Rule: if two finish rounds leave the same module unadopted (verified by import count, not the agent's self-report), stop re-fanning. Hand that one module to a single focused subagent with a precise brief + the reference consumer to copy + hard grep-based gates — the deterministic path. (Proven repeatedly: a deep schema/flow de-wire and a tools side-channel migration both landed clean via a focused subagent after the fan-out loop stalled on them.) Then re-audit.

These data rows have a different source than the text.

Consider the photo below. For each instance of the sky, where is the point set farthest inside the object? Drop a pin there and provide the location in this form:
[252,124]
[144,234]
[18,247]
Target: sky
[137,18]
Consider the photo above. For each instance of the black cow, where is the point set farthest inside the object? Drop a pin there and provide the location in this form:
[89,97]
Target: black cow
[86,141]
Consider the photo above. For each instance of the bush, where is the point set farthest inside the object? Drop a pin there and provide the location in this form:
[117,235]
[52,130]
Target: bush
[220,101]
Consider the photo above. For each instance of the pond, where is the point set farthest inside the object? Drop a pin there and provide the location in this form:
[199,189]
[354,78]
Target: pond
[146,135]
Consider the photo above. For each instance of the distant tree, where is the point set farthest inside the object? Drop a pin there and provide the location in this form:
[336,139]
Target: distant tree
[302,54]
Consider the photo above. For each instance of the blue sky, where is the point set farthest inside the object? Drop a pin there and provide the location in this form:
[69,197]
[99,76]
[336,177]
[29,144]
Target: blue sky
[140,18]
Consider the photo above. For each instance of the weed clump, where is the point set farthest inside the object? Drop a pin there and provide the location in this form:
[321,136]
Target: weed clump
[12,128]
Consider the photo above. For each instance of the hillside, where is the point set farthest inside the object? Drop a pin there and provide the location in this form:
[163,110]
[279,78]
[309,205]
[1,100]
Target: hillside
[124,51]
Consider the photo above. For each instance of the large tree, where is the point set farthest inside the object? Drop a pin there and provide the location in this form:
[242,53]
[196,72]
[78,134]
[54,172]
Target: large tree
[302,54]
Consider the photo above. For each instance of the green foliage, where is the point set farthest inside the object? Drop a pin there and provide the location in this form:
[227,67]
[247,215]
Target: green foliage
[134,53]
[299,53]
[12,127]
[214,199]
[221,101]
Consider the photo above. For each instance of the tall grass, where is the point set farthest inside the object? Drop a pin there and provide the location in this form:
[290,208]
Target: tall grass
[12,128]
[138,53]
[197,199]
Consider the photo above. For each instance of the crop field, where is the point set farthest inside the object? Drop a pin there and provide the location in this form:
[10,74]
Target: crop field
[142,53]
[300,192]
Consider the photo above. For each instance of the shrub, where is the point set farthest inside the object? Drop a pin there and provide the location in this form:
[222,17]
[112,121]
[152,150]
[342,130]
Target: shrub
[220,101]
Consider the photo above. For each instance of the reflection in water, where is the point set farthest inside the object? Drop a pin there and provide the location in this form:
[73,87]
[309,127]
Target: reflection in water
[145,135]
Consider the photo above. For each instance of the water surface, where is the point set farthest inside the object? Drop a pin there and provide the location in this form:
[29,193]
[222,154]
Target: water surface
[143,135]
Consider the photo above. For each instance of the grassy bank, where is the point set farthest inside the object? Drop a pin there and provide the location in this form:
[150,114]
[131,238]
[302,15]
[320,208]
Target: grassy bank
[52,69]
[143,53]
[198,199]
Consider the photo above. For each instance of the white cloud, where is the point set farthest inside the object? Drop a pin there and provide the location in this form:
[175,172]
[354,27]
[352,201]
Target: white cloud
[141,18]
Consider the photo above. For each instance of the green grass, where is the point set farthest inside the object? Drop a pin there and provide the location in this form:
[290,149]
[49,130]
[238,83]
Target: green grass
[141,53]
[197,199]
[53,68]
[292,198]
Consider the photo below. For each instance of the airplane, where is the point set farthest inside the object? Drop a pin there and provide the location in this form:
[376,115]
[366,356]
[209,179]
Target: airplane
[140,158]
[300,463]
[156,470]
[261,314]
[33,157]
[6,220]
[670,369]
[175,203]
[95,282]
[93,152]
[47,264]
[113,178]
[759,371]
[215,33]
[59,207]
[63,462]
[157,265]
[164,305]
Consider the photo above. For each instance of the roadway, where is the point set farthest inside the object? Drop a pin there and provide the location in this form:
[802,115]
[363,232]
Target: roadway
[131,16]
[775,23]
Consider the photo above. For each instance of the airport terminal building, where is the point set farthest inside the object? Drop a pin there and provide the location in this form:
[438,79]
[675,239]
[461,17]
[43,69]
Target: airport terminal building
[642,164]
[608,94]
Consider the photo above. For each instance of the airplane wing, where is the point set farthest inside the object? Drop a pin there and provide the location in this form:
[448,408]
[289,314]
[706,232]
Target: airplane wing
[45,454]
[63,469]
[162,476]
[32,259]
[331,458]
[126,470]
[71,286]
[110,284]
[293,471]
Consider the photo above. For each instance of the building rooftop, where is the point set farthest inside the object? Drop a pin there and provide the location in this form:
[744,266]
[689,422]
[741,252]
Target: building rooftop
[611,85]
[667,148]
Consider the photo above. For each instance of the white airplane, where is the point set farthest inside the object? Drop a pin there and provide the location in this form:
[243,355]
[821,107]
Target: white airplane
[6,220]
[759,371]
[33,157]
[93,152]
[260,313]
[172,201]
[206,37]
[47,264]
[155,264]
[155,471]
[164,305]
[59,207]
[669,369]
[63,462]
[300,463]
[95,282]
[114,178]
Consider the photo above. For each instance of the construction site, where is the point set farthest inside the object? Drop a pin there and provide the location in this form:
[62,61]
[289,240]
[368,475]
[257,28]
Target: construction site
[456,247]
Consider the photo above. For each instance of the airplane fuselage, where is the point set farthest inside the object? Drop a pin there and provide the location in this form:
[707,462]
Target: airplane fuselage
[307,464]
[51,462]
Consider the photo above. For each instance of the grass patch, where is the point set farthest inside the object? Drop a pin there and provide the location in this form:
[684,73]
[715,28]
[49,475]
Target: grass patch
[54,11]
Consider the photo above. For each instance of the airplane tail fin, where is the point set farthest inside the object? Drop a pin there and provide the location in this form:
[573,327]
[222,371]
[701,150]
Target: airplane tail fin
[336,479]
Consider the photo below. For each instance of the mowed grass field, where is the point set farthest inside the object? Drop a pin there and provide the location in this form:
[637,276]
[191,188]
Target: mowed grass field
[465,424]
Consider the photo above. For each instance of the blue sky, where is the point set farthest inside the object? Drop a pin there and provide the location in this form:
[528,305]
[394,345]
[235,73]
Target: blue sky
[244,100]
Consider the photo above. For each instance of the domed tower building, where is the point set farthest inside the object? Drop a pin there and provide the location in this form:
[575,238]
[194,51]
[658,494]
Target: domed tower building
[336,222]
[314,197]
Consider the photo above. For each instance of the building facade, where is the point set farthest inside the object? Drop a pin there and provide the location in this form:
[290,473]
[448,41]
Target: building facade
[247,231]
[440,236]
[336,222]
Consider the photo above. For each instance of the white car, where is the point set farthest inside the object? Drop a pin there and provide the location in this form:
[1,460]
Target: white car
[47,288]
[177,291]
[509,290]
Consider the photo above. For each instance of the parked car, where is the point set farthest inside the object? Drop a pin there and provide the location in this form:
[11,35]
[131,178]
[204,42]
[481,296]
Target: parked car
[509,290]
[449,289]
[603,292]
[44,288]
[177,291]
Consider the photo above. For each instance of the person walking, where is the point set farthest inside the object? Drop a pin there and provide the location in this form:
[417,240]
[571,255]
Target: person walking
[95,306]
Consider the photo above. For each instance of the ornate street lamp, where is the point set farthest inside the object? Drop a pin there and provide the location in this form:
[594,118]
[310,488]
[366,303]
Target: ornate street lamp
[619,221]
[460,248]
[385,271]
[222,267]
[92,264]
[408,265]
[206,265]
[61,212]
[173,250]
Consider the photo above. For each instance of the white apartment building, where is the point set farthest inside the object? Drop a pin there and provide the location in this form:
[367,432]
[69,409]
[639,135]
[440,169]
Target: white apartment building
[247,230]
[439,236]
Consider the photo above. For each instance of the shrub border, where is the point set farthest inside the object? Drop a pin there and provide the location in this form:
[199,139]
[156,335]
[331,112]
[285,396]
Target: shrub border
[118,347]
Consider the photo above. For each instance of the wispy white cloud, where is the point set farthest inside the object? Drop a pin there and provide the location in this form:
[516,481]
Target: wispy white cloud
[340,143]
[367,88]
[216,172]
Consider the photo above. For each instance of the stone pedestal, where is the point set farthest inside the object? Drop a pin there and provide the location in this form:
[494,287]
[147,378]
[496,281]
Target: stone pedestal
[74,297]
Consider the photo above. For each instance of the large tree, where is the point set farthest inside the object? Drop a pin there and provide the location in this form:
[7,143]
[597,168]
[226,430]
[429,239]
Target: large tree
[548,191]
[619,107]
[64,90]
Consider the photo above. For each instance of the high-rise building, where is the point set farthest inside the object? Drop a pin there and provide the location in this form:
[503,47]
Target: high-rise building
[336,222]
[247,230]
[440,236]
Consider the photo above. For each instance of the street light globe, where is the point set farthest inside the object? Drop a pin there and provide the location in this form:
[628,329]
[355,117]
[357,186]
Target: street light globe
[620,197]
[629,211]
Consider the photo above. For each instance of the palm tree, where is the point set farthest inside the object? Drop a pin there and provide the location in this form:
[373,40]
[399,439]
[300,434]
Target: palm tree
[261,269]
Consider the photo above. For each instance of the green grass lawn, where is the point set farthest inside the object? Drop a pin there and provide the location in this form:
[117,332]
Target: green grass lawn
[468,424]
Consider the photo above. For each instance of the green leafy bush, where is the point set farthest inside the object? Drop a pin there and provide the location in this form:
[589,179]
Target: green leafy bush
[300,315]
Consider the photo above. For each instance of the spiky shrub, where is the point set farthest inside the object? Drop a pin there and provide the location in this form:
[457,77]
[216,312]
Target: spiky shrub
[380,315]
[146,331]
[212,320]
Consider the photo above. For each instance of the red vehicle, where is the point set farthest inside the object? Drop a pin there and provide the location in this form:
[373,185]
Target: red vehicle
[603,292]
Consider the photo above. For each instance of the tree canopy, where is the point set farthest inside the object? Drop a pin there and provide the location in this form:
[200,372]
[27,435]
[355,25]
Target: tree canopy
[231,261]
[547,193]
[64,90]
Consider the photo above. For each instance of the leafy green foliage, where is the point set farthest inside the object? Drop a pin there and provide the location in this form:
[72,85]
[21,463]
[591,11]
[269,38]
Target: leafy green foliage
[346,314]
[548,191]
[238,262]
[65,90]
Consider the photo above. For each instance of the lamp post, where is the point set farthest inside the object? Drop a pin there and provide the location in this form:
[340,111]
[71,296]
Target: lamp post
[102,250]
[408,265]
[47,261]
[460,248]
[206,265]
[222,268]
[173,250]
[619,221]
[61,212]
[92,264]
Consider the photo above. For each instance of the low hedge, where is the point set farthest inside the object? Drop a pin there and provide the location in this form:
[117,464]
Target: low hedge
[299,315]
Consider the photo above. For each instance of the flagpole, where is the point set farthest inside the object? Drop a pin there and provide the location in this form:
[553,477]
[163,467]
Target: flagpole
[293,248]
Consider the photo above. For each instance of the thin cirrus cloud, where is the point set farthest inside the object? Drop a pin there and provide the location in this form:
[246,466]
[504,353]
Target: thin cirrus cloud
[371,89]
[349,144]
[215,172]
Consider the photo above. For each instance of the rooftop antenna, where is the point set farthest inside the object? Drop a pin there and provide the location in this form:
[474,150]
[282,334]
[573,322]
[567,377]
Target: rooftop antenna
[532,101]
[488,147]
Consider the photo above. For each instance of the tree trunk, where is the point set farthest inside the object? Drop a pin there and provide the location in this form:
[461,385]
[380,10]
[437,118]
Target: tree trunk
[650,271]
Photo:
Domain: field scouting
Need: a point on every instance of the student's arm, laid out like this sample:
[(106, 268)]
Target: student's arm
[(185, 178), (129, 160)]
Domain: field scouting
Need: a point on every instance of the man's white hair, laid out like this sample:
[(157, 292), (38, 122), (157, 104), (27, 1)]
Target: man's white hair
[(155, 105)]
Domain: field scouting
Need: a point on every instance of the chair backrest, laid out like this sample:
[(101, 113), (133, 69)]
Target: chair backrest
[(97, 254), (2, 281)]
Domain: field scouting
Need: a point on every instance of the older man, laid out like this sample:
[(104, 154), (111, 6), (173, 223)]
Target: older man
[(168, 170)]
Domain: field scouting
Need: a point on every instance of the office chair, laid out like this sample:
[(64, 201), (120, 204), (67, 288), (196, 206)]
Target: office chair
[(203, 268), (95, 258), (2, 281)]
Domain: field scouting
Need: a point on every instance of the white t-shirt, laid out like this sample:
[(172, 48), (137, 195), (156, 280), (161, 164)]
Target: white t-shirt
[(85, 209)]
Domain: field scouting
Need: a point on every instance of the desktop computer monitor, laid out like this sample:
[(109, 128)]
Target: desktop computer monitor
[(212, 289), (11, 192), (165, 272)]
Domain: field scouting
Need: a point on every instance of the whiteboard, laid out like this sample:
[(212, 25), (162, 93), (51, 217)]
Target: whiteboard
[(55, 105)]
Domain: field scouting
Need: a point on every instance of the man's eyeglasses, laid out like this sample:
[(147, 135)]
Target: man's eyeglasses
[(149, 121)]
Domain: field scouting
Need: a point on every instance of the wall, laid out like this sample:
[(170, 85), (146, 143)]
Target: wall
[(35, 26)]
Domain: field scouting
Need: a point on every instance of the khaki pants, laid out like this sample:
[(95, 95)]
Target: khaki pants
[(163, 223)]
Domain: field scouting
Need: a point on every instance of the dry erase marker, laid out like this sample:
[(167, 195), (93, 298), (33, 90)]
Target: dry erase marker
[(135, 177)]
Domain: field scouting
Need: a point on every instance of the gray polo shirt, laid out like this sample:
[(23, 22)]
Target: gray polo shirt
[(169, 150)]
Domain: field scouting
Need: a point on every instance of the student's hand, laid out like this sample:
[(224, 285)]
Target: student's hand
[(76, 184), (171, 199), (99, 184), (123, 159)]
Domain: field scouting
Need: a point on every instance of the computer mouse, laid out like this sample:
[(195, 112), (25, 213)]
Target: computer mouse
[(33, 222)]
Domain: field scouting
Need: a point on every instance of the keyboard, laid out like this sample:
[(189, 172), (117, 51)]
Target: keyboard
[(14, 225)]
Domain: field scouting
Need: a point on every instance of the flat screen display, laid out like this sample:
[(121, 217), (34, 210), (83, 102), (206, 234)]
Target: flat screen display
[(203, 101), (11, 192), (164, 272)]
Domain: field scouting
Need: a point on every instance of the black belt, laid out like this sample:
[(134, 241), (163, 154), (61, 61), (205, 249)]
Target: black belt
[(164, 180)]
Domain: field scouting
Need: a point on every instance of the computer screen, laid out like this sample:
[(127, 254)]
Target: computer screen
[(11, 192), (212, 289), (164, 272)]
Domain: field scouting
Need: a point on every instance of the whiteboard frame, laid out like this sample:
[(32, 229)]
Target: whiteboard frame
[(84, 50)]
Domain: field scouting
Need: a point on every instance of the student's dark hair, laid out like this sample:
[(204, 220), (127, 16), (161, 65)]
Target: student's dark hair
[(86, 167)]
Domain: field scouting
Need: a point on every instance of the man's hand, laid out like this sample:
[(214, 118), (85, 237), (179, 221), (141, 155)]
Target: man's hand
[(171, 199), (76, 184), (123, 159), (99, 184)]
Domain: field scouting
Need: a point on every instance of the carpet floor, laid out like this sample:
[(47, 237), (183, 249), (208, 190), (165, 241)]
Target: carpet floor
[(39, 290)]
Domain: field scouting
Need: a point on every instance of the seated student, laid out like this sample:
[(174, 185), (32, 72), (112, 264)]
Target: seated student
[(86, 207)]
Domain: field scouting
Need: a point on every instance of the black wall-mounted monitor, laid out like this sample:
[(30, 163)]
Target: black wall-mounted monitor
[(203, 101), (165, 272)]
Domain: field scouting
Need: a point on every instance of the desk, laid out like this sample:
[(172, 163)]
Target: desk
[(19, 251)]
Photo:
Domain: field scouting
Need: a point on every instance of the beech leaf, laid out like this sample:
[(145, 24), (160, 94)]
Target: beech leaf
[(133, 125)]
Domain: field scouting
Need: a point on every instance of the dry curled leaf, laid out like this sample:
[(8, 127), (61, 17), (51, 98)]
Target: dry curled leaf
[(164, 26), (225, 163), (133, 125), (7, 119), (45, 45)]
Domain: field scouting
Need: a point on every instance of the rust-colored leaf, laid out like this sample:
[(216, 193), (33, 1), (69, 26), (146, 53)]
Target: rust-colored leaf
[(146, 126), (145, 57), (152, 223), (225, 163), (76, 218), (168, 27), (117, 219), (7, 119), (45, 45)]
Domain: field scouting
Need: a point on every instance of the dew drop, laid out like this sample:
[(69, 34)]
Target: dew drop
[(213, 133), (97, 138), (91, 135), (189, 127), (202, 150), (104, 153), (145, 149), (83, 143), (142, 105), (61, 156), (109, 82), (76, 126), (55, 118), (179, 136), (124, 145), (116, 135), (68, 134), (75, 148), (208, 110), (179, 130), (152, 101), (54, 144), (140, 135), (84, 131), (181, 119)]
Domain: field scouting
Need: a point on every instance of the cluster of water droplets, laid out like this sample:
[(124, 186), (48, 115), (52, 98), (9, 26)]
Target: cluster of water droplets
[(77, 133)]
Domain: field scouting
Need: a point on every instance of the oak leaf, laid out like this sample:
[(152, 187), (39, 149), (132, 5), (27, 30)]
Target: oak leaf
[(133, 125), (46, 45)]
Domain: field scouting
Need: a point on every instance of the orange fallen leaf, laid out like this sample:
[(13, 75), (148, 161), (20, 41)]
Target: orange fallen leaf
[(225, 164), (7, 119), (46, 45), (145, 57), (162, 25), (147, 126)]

Always verify with the repo's ACTUAL layout. A git grep -- src returns 0 on a monorepo (packages/*/src, apps/*/src) and you will wrongly call a real adoption "hollow." Grep the whole worktree, or detect the layout first.
Safety / guardrails
- Worktree isolation per agent; no push, no force, no main mutation, no
--no-verify. - Each agent's pre-existing uncommitted work + feature branch is respected — the worktree forks the current HEAD.
- Bounded retries; capped agents are reported incomplete, not faked.
- Engines stay peer-deps; never bundle. Improvements go DOWN, not sideways.